I don't think it is. The roots and influences are different, the styles are different, the readership is different, expectations are different. A sub-genre of a genre is a spin, or reaction to it, or even a focusing. Urban-Fantasy, High-Fantasy, Low Fantasy, whatever you want, they are clearly derived from 'fantasy'. It is rare to see Magical Realism influenced from Fantasy. I would argue Sci-Fi is far more influenced by Fantasy, and is rightfully placed next to Fantasy, when compared to where Magical Realism is placed.
Magical Realism runs in parallel to Fantasy, distinctly. They both came about around the same time, but born from different places. Kafka was an early precursor to Magical Realism, and then later the South American authors came and essentially (re)created it. It's about examining the modern world through allegory, through tradition, through history. It's what I consider a 'searching' genre, more interested in a reader looking for something, as opposed to a reader who wants to be taken somewhere.
Fantasy(modern I guess) came from Tolkien, and a sense of creating a new world to escape to within literature, where seemingly anything can happen. They are like fairy tales, meant to pull readers out of the every-day. It's goal is, for me(obviously), totally different from the goal of Magical Realism.

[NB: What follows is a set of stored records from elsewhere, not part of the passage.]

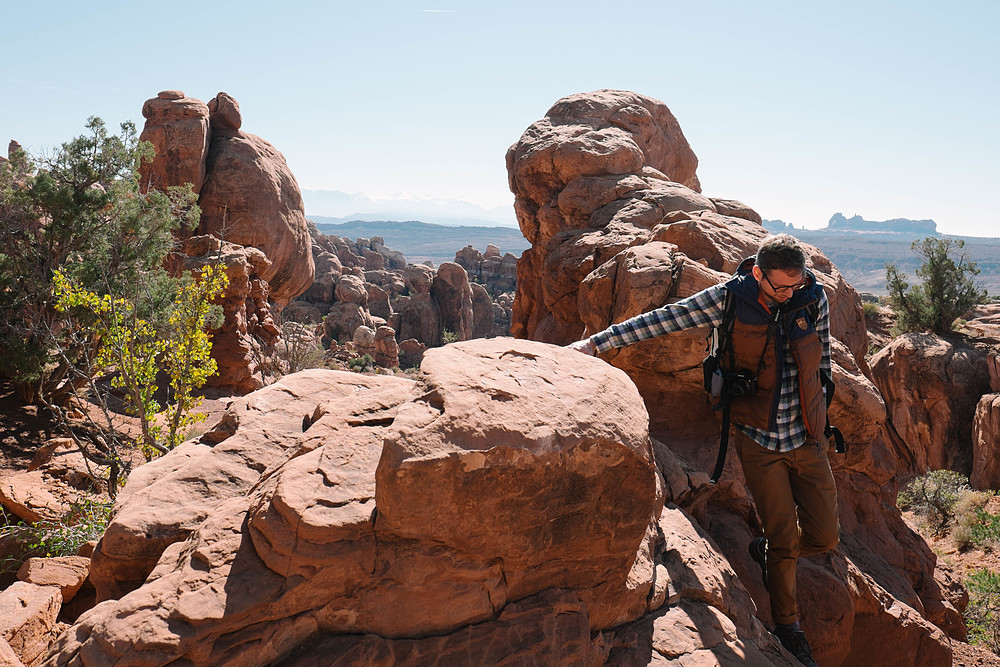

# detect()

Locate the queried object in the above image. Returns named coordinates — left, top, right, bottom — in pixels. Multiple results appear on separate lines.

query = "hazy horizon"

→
left=0, top=0, right=1000, bottom=237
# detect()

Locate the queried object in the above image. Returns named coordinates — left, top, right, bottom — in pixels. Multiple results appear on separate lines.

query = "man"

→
left=569, top=234, right=840, bottom=665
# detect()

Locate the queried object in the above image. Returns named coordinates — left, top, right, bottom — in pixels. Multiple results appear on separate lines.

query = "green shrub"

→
left=885, top=237, right=988, bottom=334
left=0, top=497, right=114, bottom=573
left=965, top=570, right=1000, bottom=653
left=896, top=470, right=972, bottom=532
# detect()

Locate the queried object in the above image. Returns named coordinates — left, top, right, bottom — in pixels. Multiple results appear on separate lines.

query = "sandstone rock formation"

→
left=139, top=90, right=212, bottom=194
left=84, top=369, right=412, bottom=600
left=45, top=339, right=804, bottom=666
left=0, top=438, right=100, bottom=523
left=507, top=91, right=952, bottom=665
left=455, top=244, right=517, bottom=296
left=0, top=581, right=62, bottom=665
left=969, top=394, right=1000, bottom=491
left=871, top=333, right=989, bottom=475
left=183, top=235, right=281, bottom=393
left=198, top=97, right=314, bottom=306
left=284, top=225, right=516, bottom=368
left=17, top=556, right=90, bottom=602
left=141, top=90, right=314, bottom=392
left=431, top=262, right=474, bottom=340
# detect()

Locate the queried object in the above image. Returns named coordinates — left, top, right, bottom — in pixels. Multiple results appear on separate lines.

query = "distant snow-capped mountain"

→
left=302, top=189, right=517, bottom=227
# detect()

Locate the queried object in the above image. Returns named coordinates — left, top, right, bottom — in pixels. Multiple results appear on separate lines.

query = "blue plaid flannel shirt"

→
left=590, top=283, right=831, bottom=452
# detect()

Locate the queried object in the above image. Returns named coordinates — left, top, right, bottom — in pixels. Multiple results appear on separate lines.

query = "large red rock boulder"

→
left=90, top=369, right=413, bottom=600
left=46, top=339, right=793, bottom=666
left=198, top=96, right=315, bottom=305
left=871, top=333, right=989, bottom=475
left=139, top=90, right=212, bottom=194
left=323, top=275, right=375, bottom=346
left=508, top=91, right=962, bottom=664
left=0, top=581, right=62, bottom=665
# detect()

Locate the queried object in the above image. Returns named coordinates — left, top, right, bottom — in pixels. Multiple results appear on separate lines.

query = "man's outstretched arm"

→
left=567, top=283, right=725, bottom=355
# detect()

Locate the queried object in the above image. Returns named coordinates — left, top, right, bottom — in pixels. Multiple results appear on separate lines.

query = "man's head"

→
left=753, top=234, right=806, bottom=303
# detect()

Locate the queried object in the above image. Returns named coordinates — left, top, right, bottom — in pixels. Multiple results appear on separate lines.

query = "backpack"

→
left=701, top=274, right=847, bottom=484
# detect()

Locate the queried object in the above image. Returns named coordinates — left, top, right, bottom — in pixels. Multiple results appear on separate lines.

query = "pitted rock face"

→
left=139, top=90, right=211, bottom=193
left=198, top=132, right=315, bottom=305
left=48, top=339, right=680, bottom=665
left=969, top=394, right=1000, bottom=490
left=508, top=91, right=952, bottom=664
left=871, top=333, right=989, bottom=475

So your argument about sub-genres over-complicating categorization, holds true; but I don't see how it can be an argument against Magical Realism. They sit at opposite ends of the book-store, in different sections, where-as in comparison Urban Fantasy(a true sub-genre) clearly has a place on the same shelf as Fantasy.
There is little cross-readership simply because the two genres are so different. Someone who reads Tolkien, will probably find more enjoyment going to Science-Fiction, or the Thriller section, than the Magical Realist section(if this section ever even exists). I encourage people to read all of them, but I think your argument for labeling Magical Realism as Fantasy, simply to spur on readers is hugely flawed. If they want to read Magical Realism, it won't be because they want more fantasy, it will be because of another drive or interest.
As for your issue with pigeonholing--that is something entirely out of our control, if a reader isn't experimenting because of over categorization, that is because of their own insecurities. Not really an issue worth talking about here.
Edit: I just re-read this, and I hope I don't come off as overly aggressive or negative; it is an interesting discussion for me and I don't want to come off the wrong way.